Koebele’s study, “Determination of Host Range Variation between Highly Related Members of a Novel Cluster of Rhodobacter capsulatus Bacteriophages,” examined the genomes of two bacteriophages with virtually identical genes but significant variations in the bacteria they can exploit as hosts. By pinpointing the gene or genes responsible for this variation – a mystery Koebele hopes to decipher by the fall – she will add to the growing body of data surrounding these phages and their role in our ecosystems.

Rick and Brooke
Adjunct Assistant Professor of Biology Richard Alvey attended the ASM Microbe Meeting where Brooke Koebele '19 presented her ASM fellowship-supported research.

“I hope to use my passion for research as I become a physician by participating in clinical research while practicing medicine,” Koebele said. “By combining my enthusiasm for research and my desire to help others, I believe becoming a physician is the perfect fit for me.”

Participating in the SEA-PHAGES program as a first-year student marked Koebele’s first impactful experience in the laboratory, and since then she has had the opportunity to watch other IWU students catch the same “research bug” she did by working for two years as a SEA-PHAGES teaching assistant. “I am so grateful to serve as a mentor for those students,” said Koebele. “Using my skills in the lab to help other students succeed has been extremely rewarding and beneficial to me.”

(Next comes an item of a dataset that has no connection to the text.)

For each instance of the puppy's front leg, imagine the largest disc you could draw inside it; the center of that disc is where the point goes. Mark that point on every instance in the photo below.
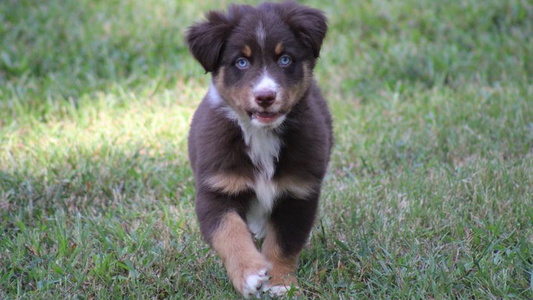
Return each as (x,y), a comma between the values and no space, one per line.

Koebele finds that her valuable experience of making a scientific discovery as part of her introduction to collegiate-level science is what set her on the path of a researcher.

“By participating in this course and microbiology research, I developed a real passion for science,” Koebele said. “I realized during my summer working in the lab that I did not want a career that is educationally stagnant. I enjoy how science is an ever-changing field. There will always be a new finding or a new observation, and that is exciting to me.”